In [None]:
from google.colab import drive
drive.mount('/content/drive')

Drive already mounted at /content/drive; to attempt to forcibly remount, call drive.mount("/content/drive", force_remount=True).


In [None]:
import os
import math
from collections import Counter
from sklearn.naive_bayes import MultinomialNB
from sklearn.metrics import accuracy_score, precision_score, recall_score
from sklearn.feature_extraction.text import TfidfVectorizer
from sklearn.metrics.pairwise import cosine_similarity
import numpy as np

# Precision at K
def precision_at_k(relevant_docs, retrieved_docs, k):
    retrieved_at_k = retrieved_docs[:k]
    relevant_and_retrieved = len([doc for doc in retrieved_at_k if doc in relevant_docs])
    return relevant_and_retrieved / k

# Recall at K
def recall_at_k(relevant_docs, retrieved_docs, k):
    retrieved_at_k = retrieved_docs[:k]
    relevant_and_retrieved = len([doc for doc in retrieved_at_k if doc in relevant_docs])
    return relevant_and_retrieved / len(relevant_docs) if relevant_docs else 0

# Main function
def main():
    # Directory containing the text documents
    directory = '/content/drive/MyDrive/documents'

    # Verify directory exists
    if not os.path.exists(directory):
        print(f"Error: The directory '{directory}' was not found.")
        return

    # Reading all files from the directory
    docs = []
    filenames = []
    for filename in os.listdir(directory):
        if filename.endswith(".txt"):
            filepath = os.path.join(directory, filename)
            try:
                with open(filepath, "r") as file:
                    content = file.read()
                    docs.append(content)
                    filenames.append(filename)
            except Exception as e:
                print(f"Error reading file '{filename}': {e}")
                return

    if not docs:
        print("No documents found in the directory.")
        return

    # Hardcoded queries
    queries = ['horror', 'sci-fi', 'drama']

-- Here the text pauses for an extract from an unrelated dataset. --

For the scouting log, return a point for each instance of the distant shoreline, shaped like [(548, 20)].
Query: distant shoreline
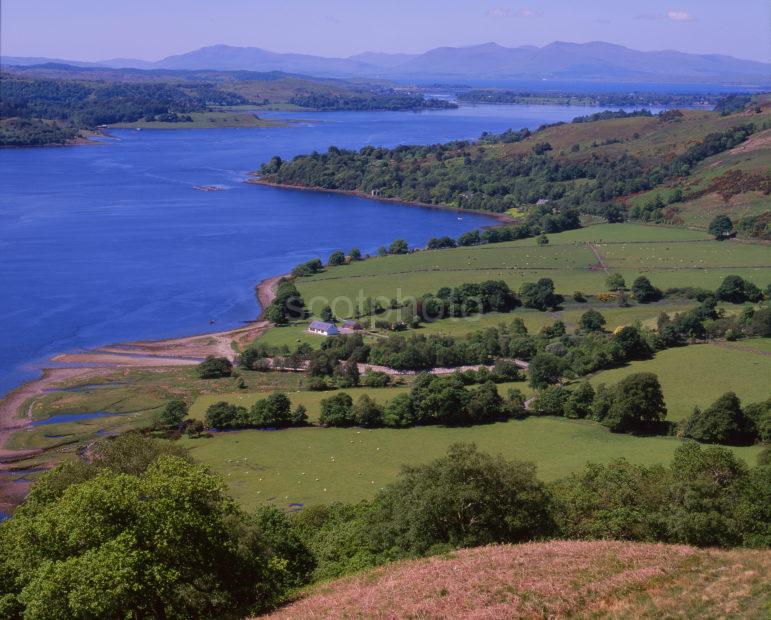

    # Define relevant documents per query (update with correct filenames from your dataset)
    relevant_docs_per_query = {
        'horror': ['horror_1.txt', 'horror_2.txt'],
        'sci-fi': ['sci-fi_1.txt', 'sci-fi_2.txt'],
        'drama': ['drama_1.txt', 'drama_2.txt']
    }

    # Use TfidfVectorizer to create TF-IDF vectors for both documents and queries
    vectorizer = TfidfVectorizer()

    # Fit the vectorizer on the document collection (this creates a vocabulary and assigns TF-IDF values)
    doc_tfidf_vectors = vectorizer.fit_transform(docs).toarray()

    # Transform the queries into the same TF-IDF space
    query_tfidf_vectors = vectorizer.transform(queries).toarray()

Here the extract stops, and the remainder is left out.